Dar nowego życia jest też zaproszeniem do innego, nowego życia, także w tym, co się odnosi do relacji między ludźmi: „To się Bogu podoba – mówił nam dzisiaj Apostoł – jeśli dobrze czynicie” (1 P 2,20). 
 
Wspominaliśmy ostatnio często i obficie szczegóły życia Jana Pawła II. Wspominali prezydenci, premierzy, ludzie sławni i znani. Tuż po śmierci Papieża poproszono też o wspomnienie o nim niejaką Jidit Tsirer. Ma teraz 73 lata i mieszka w Hajfie, w Izraelu. Jej imię 60 lat temu wymawiano jako Edyta. Wtedy mieszkała w Polsce i w 1945 roku miała 13 lat. Zapytano Jidit Tsirer o wspomnienie związane z Janem Pawłem II dlatego, że w 1945 roku właśnie zwolniono ją z niemieckiego obozu pracy przymusowej i w wywiadzie dla telewizji powiedziała, że pamięta, jak siedziała w padającym śniegu na brzegu ulicy w jakiejś wsi. Była zbyt słaba, żeby wstać i iść dalej, i nikt nie zwracał na nią uwagi. „Nagle zjawił się przede mną ktoś – opowiedziała Jidit w izraelskiej telewizji na początku kwietnia 2005 roku – jak anioł z nieba. Przyniósł mi kubek herbaty i dwie kromki chleba. Z serem. Po chwili zapytał, czy chcę gdzieś pójść. Powiedziałam mu, że chcę iść do Krakowa, ale nie mam siły wstać. Wyciągnął rękę i podniósł mnie. Ale nogi nie chciały mnie podtrzymać i upadłam. Więc podniósł mnie i wrzucił na plecy jak worek z mąką. I zaniósł mnie: 4 kilometry”. A był to młody Karol Wojtyła. W wywiadzie dla BBC przy innej okazji dodała: „To było tak, jakby Bóg zstąpił z nieba”. W 1997 roku pojechała do Rzymu dziękować Papieżowi. Kiedy w roku 2000 Jan Paweł II pielgrzymował po Izraelu, spotkała go w Jerozolimie. Jeszcze na ostatnie święta Bożego Narodzenia dostała ręcznie napisaną kartkę z życzeniami po polsku. Skarżyła się, że trudno ją było odczytać, tak niewyraźnie Papież już pisał. 
 
„Aby wasze dzieci postępowały zawsze jak dzieci światłości”. To też mieści się w znakach chrztu, które za chwilę będziemy oglądać, które za chwilę będziemy przeżywać i którym będziemy towarzyszyć naszą modlitwą, aby naprawdę tak właśnie się stało, by przyniesione przez was dzieci otrzymały nowe życie z wody i z Ducha Świętego, by Chrystus sam namaścił je krzyżmem zbawienia, aby włączone do ludu Bożego wytrwały w jedności z Chrystusem, by przyoblekały się w Chrystusa i aby zawsze postępowały jako dzieci światłości. Amen.
 
 
 

niedziela, 3 kwietnia 2005

Niedziela Miłosierdzia Bożego - homilia


ks. Andrzej Siemieniewski


HOMILIA
3 kwietnia 2005 (ROK A)


Niedziela Miłosierdzia Bożego



W dzisiejszą niedzielę zostaliśmy wezwani przez Episkopat Polski, aby modlić się o godzinie dwunastej w łączności z Janem Pawłem II. Godzina dwunasta zastanie nas na Eucharystii, a więc najważniejszej modlitwie Kościoła, i oczywiście zastanie nas w łączności z papieżem.

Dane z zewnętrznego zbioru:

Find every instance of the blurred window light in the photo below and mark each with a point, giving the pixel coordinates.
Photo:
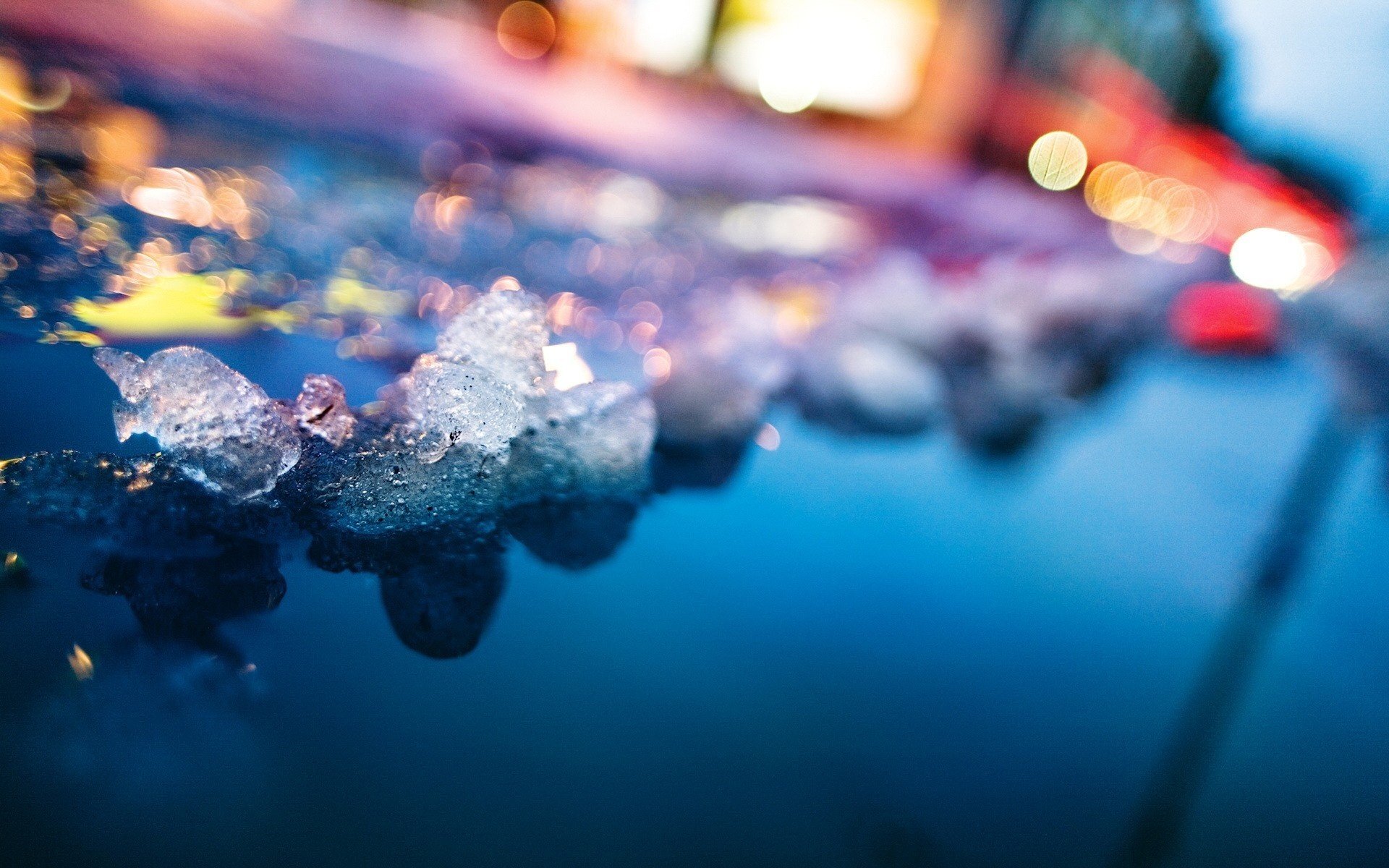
(797, 226)
(853, 56)
(670, 35)
(1058, 160)
(569, 367)
(1268, 259)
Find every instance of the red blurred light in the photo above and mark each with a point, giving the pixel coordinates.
(1226, 318)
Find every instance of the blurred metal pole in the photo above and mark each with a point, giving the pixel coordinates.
(1181, 770)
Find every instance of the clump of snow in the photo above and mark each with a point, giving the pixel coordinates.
(593, 439)
(321, 409)
(504, 333)
(218, 427)
(454, 403)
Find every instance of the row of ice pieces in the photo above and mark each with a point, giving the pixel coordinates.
(898, 350)
(471, 428)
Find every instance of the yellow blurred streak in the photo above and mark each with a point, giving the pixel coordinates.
(350, 296)
(81, 663)
(178, 305)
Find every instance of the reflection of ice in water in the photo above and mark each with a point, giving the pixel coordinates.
(223, 430)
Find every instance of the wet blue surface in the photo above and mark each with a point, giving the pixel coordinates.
(857, 653)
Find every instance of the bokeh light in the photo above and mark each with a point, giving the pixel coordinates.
(525, 30)
(1268, 259)
(1058, 160)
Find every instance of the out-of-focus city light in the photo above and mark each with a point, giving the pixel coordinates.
(525, 30)
(860, 57)
(788, 87)
(668, 35)
(1226, 318)
(569, 367)
(81, 663)
(1058, 160)
(795, 226)
(1270, 259)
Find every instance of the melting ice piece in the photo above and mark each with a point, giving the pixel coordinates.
(504, 333)
(453, 403)
(321, 409)
(593, 441)
(220, 428)
(377, 486)
(708, 401)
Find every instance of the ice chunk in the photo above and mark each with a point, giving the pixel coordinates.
(321, 409)
(593, 439)
(220, 428)
(377, 485)
(708, 401)
(504, 333)
(451, 403)
(574, 532)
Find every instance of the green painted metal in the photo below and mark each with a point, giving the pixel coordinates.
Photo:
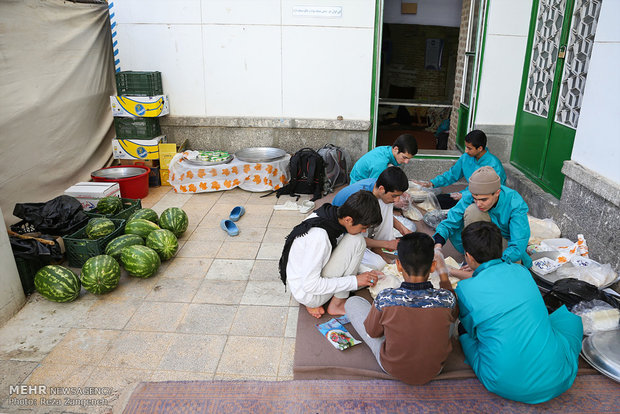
(375, 72)
(461, 126)
(540, 145)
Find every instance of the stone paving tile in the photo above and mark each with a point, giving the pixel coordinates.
(174, 290)
(285, 369)
(238, 250)
(230, 269)
(271, 251)
(112, 313)
(207, 319)
(137, 350)
(187, 268)
(291, 322)
(259, 321)
(249, 355)
(82, 347)
(220, 291)
(157, 317)
(265, 270)
(206, 249)
(200, 353)
(265, 293)
(28, 343)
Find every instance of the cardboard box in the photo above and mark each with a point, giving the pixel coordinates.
(146, 163)
(168, 151)
(139, 106)
(137, 149)
(164, 175)
(89, 193)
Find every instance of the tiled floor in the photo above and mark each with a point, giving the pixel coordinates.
(215, 311)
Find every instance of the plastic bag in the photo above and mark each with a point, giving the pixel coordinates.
(59, 216)
(337, 334)
(597, 316)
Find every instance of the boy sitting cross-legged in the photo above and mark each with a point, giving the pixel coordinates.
(408, 328)
(322, 254)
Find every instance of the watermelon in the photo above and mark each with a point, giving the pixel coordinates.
(174, 219)
(140, 261)
(100, 274)
(145, 213)
(164, 242)
(119, 243)
(141, 227)
(109, 205)
(57, 283)
(99, 227)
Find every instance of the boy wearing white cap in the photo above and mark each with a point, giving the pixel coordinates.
(488, 200)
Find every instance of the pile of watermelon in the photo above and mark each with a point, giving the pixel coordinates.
(148, 240)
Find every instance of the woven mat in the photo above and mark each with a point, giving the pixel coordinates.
(589, 394)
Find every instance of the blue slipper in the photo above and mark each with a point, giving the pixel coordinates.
(229, 227)
(236, 213)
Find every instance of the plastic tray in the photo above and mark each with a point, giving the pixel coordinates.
(79, 248)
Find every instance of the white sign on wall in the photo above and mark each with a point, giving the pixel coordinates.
(316, 11)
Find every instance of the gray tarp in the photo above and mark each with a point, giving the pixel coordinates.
(56, 76)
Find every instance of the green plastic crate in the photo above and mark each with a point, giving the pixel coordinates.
(79, 248)
(129, 207)
(139, 83)
(137, 128)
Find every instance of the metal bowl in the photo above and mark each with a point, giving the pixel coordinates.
(601, 350)
(260, 154)
(119, 172)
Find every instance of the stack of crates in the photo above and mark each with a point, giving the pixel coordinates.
(137, 108)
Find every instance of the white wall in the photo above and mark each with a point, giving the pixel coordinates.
(597, 141)
(430, 12)
(502, 67)
(252, 58)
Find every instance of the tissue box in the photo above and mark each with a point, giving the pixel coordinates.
(88, 194)
(137, 149)
(139, 106)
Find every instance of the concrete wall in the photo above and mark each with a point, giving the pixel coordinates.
(11, 295)
(597, 141)
(430, 12)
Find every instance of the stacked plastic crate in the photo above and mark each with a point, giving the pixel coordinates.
(136, 109)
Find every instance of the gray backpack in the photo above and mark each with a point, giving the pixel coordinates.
(337, 166)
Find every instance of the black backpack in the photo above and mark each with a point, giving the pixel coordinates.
(307, 174)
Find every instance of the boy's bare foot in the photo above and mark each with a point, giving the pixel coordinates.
(316, 312)
(336, 307)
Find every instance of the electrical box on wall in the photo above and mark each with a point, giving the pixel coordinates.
(408, 8)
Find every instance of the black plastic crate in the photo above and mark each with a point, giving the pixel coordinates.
(139, 83)
(137, 128)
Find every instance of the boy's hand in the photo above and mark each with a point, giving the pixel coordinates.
(368, 278)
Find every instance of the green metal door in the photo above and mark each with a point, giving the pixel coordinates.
(556, 62)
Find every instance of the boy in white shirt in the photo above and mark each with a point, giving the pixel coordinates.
(322, 254)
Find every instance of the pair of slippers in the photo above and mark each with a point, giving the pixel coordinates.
(228, 225)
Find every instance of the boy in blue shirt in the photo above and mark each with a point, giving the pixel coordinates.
(392, 182)
(488, 200)
(374, 162)
(476, 156)
(516, 349)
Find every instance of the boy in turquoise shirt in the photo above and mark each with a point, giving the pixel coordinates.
(374, 162)
(476, 156)
(488, 200)
(516, 349)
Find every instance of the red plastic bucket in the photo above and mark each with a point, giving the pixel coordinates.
(134, 187)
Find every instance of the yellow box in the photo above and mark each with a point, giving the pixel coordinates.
(139, 106)
(137, 149)
(164, 175)
(168, 151)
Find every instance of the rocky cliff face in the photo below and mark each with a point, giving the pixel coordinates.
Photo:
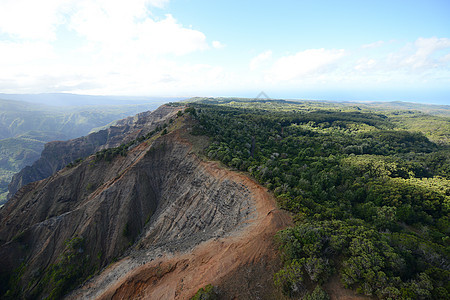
(58, 154)
(161, 199)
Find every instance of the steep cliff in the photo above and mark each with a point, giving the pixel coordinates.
(58, 154)
(161, 199)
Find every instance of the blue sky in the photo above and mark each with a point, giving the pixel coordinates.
(335, 50)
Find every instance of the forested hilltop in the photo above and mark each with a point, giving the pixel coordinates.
(368, 187)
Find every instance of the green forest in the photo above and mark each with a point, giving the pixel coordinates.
(368, 189)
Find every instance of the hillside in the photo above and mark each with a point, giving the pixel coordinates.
(26, 127)
(188, 196)
(157, 196)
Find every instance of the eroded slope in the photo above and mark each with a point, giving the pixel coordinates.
(161, 196)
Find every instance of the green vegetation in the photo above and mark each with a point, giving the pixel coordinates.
(110, 153)
(206, 293)
(70, 269)
(26, 127)
(370, 197)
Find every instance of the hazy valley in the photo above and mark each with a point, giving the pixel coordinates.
(227, 197)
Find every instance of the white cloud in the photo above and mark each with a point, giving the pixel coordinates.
(306, 63)
(423, 56)
(259, 59)
(373, 45)
(27, 19)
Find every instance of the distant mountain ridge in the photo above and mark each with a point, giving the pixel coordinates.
(58, 154)
(25, 126)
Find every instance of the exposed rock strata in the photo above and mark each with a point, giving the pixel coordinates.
(56, 155)
(160, 196)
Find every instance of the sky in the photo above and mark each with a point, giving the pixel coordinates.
(325, 50)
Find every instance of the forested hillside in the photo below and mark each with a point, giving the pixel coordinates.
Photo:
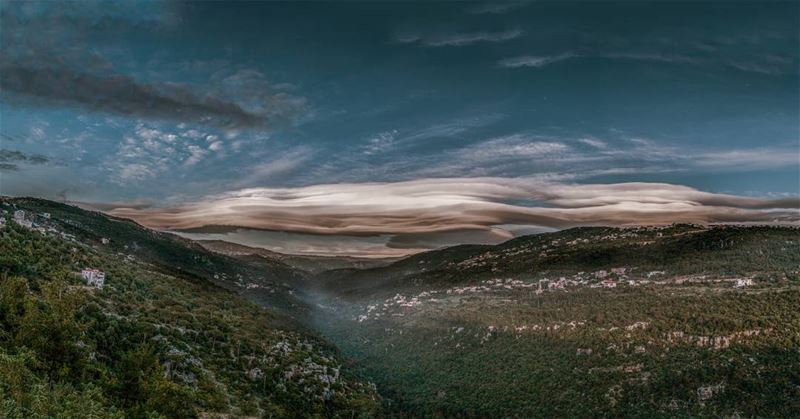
(162, 338)
(673, 321)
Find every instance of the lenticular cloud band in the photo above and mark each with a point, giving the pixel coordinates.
(435, 205)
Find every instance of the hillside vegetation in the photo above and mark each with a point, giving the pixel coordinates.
(161, 339)
(641, 322)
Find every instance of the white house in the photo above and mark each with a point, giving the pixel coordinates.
(94, 277)
(19, 218)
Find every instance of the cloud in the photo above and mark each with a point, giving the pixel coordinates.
(119, 94)
(457, 204)
(10, 160)
(497, 8)
(460, 39)
(761, 64)
(593, 142)
(534, 61)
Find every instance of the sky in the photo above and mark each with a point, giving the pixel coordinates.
(388, 128)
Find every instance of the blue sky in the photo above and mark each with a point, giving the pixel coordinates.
(153, 105)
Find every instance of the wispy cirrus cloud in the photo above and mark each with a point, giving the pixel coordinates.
(497, 8)
(762, 64)
(534, 60)
(460, 39)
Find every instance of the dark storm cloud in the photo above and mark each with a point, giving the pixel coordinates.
(14, 156)
(52, 57)
(122, 95)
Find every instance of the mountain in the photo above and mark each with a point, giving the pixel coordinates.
(307, 263)
(173, 332)
(674, 321)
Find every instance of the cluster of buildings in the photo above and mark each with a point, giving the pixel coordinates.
(22, 219)
(94, 277)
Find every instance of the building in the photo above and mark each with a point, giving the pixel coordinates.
(94, 277)
(19, 218)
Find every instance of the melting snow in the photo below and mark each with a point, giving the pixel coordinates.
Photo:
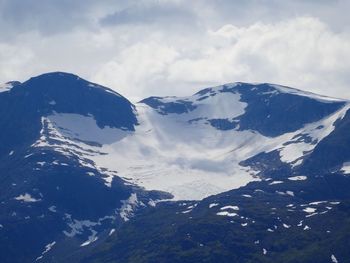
(276, 182)
(233, 207)
(309, 210)
(47, 249)
(307, 228)
(334, 259)
(27, 198)
(225, 213)
(297, 178)
(346, 168)
(128, 207)
(111, 232)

Pewnie zaproszenie do tej modlitwy zostało podsunięte, jeszcze kiedy Jan Paweł II był pośród nas na ziemi, ale przecież w tej chwili jest tym ważniejsze i tym mocniejsze. Ci, którzy żyją w Jezusie Chrystusie na ziemi, żyją w Nim także i po śmierci. Jezus mówi: „Ja żyję i wy żyć będziecie” (J 14,19).


Dodatkowo na koniec Eucharystii odśpiewamy jeszcze modlitwę południową, aby w ten sposób łączyć się z całym Kościołem Bożym w Polsce.


Dzisiejsza okazja, przeżywanie śmierci Jana Pawła II, przeżywanie pożegnania z Papieżem tutaj na ziemi, jest bardzo szczególną okazją do przeżycia tego, czym jest Niedziela Bożego Miłosierdzia. To też jest ważny znak. Boże miłosierdzie, które było tak głęboko w sercu Karola Wojtyły jeszcze jako biskupa krakowskiego, Boże miłosierdzie, które odczytywał przypominane w Dzienniczku św. Siostry Faustyny, Boże miłosierdzie, które rozgłaszał na nowo w encyklice Dives in misericordia („Bogaty w miłosierdzie”) – to przecież wszystko tylko echa, echa objawienia Bożego miłosierdzia, które przyszło do nas w Jezusie Chrystusie. To ważny znak, że Papież odszedł od nas w wigilię, modlitewną wigilię czuwania przed Niedzielą Miłosierdzia Bożego.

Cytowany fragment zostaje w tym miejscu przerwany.